Washington’s ambassador to the Organization for Security and Cooperation in Europe (OSCE) has said Russia may have as many as 190,000 soldiers stationed in and around Ukraine’s borders amid warnings from the West that Moscow may be seeking to stage a “pretext” to attack its neighbour.

Michael Carpenter told an OSCE meeting on Friday that the United States had revised its estimation of the number of servicemen massed by Moscow upwards to between 169,000 and 190,000 from three weeks ago, when he said Washington believed the number of soldiers deployed to border areas and in the Moscow-annexed Crimean Peninsula stood at 100,000.

His remarks came as Ukrainian government forces and Russian-backed separatists in the country’s conflict-hit east traded fresh accusations of shelling and other ceasefire violations and Moscow announced Russian President Vladimir Putin would take part in major nuclear drills on Saturday.

Blinken says US seeing false provocations

US Secretary of State Antony Blinken has said that everything Washington has seen happening on Russia’s border with Ukraine in the past 24 to 48 hours is part of a scenario of creating false provocations designed to elicit a response.

Speaking at the Munich Security Conference alongside German Foreign Minister Annalena Baerbock, Blinken also cast doubt on Russia’s claims it was pulling forces back from positions near its neighbour.

“On the contrary, we see additional forces going to the border including leading-edge forces that would be part of any aggression,” he said.

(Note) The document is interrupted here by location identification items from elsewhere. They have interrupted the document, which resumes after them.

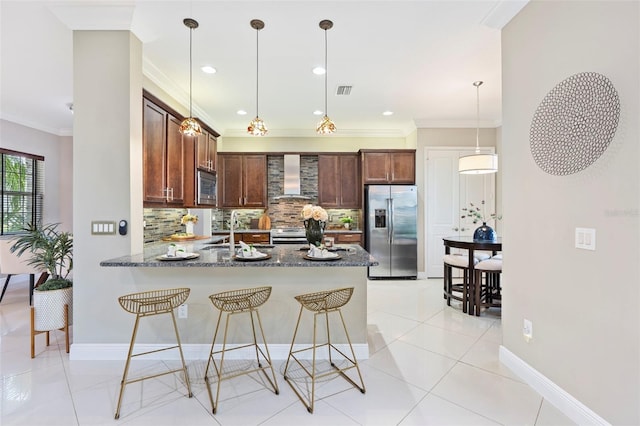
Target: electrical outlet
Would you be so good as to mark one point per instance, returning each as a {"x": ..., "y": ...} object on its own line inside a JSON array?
[
  {"x": 527, "y": 330},
  {"x": 183, "y": 311}
]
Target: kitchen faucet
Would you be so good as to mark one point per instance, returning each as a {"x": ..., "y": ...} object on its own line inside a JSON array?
[{"x": 232, "y": 223}]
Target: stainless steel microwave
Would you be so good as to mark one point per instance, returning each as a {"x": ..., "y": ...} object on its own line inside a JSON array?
[{"x": 207, "y": 185}]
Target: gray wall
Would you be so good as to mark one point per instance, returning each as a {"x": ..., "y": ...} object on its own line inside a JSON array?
[{"x": 584, "y": 304}]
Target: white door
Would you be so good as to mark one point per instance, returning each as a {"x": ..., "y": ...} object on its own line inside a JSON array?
[{"x": 447, "y": 193}]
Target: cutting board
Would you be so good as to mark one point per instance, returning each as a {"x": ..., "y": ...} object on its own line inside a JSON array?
[{"x": 264, "y": 222}]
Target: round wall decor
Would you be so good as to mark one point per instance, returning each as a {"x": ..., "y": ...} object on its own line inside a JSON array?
[{"x": 574, "y": 124}]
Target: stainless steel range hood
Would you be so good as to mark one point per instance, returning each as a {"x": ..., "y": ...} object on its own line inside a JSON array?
[{"x": 292, "y": 179}]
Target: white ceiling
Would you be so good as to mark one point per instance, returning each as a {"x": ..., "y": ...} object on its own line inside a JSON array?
[{"x": 415, "y": 58}]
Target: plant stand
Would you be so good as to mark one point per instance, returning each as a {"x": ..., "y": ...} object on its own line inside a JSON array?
[{"x": 51, "y": 311}]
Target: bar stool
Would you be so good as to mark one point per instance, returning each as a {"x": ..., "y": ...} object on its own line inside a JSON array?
[
  {"x": 458, "y": 291},
  {"x": 488, "y": 291},
  {"x": 147, "y": 304},
  {"x": 244, "y": 301},
  {"x": 322, "y": 303}
]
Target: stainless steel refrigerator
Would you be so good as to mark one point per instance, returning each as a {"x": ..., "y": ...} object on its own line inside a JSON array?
[{"x": 391, "y": 223}]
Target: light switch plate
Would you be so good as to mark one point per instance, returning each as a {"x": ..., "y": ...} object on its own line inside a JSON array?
[
  {"x": 103, "y": 227},
  {"x": 586, "y": 238}
]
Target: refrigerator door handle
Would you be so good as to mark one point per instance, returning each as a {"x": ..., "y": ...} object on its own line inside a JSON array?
[{"x": 390, "y": 214}]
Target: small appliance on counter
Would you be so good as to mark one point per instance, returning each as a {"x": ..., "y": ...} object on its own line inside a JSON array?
[{"x": 391, "y": 218}]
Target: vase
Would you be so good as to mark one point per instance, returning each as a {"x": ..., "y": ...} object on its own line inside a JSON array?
[
  {"x": 485, "y": 233},
  {"x": 314, "y": 231}
]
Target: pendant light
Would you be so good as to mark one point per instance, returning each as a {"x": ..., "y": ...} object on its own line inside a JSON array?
[
  {"x": 326, "y": 126},
  {"x": 257, "y": 126},
  {"x": 478, "y": 163},
  {"x": 190, "y": 126}
]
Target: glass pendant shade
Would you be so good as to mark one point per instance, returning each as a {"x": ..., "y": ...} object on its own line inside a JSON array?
[
  {"x": 478, "y": 164},
  {"x": 326, "y": 126},
  {"x": 190, "y": 126},
  {"x": 257, "y": 127}
]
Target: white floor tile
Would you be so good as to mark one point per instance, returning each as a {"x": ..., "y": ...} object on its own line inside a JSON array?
[
  {"x": 493, "y": 396},
  {"x": 433, "y": 410},
  {"x": 429, "y": 364}
]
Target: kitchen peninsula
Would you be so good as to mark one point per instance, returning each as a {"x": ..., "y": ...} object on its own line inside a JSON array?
[{"x": 215, "y": 269}]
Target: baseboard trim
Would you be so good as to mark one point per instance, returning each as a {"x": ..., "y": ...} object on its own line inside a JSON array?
[
  {"x": 118, "y": 352},
  {"x": 563, "y": 401}
]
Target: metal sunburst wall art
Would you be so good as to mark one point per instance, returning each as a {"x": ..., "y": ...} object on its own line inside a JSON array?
[{"x": 574, "y": 124}]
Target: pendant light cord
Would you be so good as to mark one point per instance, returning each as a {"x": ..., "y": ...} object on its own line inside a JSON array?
[
  {"x": 477, "y": 84},
  {"x": 190, "y": 72},
  {"x": 326, "y": 71},
  {"x": 257, "y": 70}
]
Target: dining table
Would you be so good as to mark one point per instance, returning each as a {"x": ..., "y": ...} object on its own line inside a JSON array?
[{"x": 471, "y": 245}]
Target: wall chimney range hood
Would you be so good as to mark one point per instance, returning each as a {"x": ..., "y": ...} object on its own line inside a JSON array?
[{"x": 292, "y": 179}]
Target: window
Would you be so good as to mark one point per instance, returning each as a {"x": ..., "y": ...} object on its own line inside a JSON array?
[{"x": 22, "y": 179}]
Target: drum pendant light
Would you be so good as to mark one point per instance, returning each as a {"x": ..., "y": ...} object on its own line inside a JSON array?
[
  {"x": 257, "y": 126},
  {"x": 478, "y": 163},
  {"x": 326, "y": 126},
  {"x": 190, "y": 126}
]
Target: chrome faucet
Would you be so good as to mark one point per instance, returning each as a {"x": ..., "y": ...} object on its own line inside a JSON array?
[{"x": 232, "y": 224}]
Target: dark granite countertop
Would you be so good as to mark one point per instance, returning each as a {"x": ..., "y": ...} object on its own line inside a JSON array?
[{"x": 283, "y": 255}]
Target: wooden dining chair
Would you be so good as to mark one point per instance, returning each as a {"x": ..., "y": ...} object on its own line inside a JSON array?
[{"x": 11, "y": 264}]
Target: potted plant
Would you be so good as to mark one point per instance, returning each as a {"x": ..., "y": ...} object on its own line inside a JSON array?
[
  {"x": 51, "y": 250},
  {"x": 347, "y": 220},
  {"x": 477, "y": 214}
]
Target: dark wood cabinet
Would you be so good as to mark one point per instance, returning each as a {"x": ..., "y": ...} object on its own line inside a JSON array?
[
  {"x": 242, "y": 180},
  {"x": 206, "y": 151},
  {"x": 388, "y": 167},
  {"x": 339, "y": 181},
  {"x": 163, "y": 154}
]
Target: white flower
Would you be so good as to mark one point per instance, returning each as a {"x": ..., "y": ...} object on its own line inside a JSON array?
[{"x": 310, "y": 211}]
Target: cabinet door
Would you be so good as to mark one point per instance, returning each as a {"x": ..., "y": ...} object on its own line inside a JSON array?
[
  {"x": 212, "y": 151},
  {"x": 375, "y": 167},
  {"x": 154, "y": 152},
  {"x": 402, "y": 167},
  {"x": 175, "y": 161},
  {"x": 329, "y": 181},
  {"x": 350, "y": 188},
  {"x": 230, "y": 180},
  {"x": 255, "y": 181}
]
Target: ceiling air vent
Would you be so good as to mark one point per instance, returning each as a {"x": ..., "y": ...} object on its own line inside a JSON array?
[{"x": 344, "y": 90}]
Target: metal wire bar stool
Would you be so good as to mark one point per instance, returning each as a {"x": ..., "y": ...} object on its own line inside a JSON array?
[
  {"x": 322, "y": 303},
  {"x": 235, "y": 302},
  {"x": 147, "y": 304}
]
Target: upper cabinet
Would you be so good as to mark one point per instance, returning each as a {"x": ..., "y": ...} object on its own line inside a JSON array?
[
  {"x": 242, "y": 180},
  {"x": 206, "y": 151},
  {"x": 163, "y": 156},
  {"x": 171, "y": 160},
  {"x": 388, "y": 166},
  {"x": 339, "y": 181}
]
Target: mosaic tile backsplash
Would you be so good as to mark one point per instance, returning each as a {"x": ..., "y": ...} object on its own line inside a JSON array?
[{"x": 283, "y": 213}]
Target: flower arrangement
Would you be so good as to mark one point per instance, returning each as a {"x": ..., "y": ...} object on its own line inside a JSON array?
[
  {"x": 310, "y": 211},
  {"x": 189, "y": 218},
  {"x": 476, "y": 214}
]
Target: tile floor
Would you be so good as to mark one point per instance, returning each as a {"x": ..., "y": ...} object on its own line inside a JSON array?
[{"x": 429, "y": 365}]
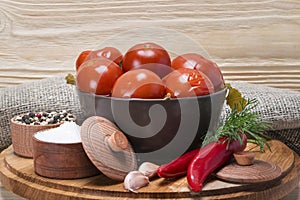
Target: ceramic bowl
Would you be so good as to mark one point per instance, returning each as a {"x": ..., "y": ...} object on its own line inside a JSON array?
[{"x": 159, "y": 130}]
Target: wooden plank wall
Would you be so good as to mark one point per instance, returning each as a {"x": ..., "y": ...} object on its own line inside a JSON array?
[{"x": 255, "y": 41}]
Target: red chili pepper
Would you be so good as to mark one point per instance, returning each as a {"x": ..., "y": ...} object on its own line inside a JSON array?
[
  {"x": 208, "y": 160},
  {"x": 179, "y": 166}
]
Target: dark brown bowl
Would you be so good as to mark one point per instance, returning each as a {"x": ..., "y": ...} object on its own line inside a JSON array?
[
  {"x": 61, "y": 161},
  {"x": 159, "y": 129}
]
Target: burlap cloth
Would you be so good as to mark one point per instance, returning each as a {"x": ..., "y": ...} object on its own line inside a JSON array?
[{"x": 279, "y": 106}]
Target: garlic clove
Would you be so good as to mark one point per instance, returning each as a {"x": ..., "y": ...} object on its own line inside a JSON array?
[
  {"x": 135, "y": 180},
  {"x": 148, "y": 169}
]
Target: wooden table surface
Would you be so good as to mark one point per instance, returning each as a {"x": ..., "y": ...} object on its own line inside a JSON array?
[{"x": 17, "y": 174}]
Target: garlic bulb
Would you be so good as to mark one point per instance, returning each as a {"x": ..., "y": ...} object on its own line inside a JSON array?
[
  {"x": 135, "y": 180},
  {"x": 148, "y": 169}
]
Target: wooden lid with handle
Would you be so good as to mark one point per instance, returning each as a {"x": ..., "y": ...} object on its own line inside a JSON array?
[{"x": 107, "y": 147}]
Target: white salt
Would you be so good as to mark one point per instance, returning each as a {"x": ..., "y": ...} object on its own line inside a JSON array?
[{"x": 68, "y": 132}]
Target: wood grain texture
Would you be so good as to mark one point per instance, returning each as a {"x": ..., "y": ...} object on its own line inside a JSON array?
[
  {"x": 255, "y": 41},
  {"x": 17, "y": 175}
]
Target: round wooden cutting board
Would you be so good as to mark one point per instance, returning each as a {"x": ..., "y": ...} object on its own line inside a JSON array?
[{"x": 17, "y": 175}]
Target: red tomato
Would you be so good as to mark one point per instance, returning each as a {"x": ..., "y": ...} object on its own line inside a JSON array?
[
  {"x": 81, "y": 58},
  {"x": 139, "y": 83},
  {"x": 98, "y": 76},
  {"x": 196, "y": 61},
  {"x": 186, "y": 82},
  {"x": 110, "y": 53},
  {"x": 146, "y": 54}
]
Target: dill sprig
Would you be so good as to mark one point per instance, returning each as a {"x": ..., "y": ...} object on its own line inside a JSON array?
[{"x": 245, "y": 121}]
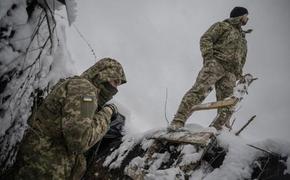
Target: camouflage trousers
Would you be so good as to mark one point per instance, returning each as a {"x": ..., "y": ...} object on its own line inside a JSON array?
[{"x": 212, "y": 74}]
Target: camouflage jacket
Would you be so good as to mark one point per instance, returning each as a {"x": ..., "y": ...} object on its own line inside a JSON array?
[
  {"x": 225, "y": 41},
  {"x": 66, "y": 125}
]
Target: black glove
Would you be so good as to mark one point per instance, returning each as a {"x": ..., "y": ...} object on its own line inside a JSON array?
[{"x": 114, "y": 110}]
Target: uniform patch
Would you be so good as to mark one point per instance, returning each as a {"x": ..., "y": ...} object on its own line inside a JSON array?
[{"x": 88, "y": 99}]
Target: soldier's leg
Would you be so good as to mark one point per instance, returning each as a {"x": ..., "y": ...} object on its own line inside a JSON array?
[
  {"x": 207, "y": 77},
  {"x": 224, "y": 88}
]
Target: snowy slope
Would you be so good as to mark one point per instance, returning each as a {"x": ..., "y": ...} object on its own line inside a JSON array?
[
  {"x": 33, "y": 57},
  {"x": 231, "y": 158}
]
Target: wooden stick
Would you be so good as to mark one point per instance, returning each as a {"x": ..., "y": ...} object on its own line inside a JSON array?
[
  {"x": 231, "y": 127},
  {"x": 252, "y": 118},
  {"x": 215, "y": 105}
]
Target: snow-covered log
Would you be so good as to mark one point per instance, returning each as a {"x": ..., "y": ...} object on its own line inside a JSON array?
[{"x": 229, "y": 157}]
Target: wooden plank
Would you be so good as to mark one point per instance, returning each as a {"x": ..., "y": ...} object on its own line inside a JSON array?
[
  {"x": 185, "y": 137},
  {"x": 215, "y": 105}
]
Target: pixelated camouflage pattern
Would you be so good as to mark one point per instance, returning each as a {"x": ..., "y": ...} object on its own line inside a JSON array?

Baerbock pointed to Berlin being Ukraine’s biggest donor as an example of its support for Kyiv while she addressed the Munich Security Conference alongside Blinken, who agreed that Western powers were working in a complementary, coordinated way.

“This is our strength – we are standing all together but using our different roles of support, with our different histories,” Baerbock said.

cannot supply Ukraine weapons due to WW2 past, minister says

German Foreign Minister Annalena Baerbock has defended her country’s decision not to send weapons, saying its World War II past meant it had a duty to seek other ways to secure peace.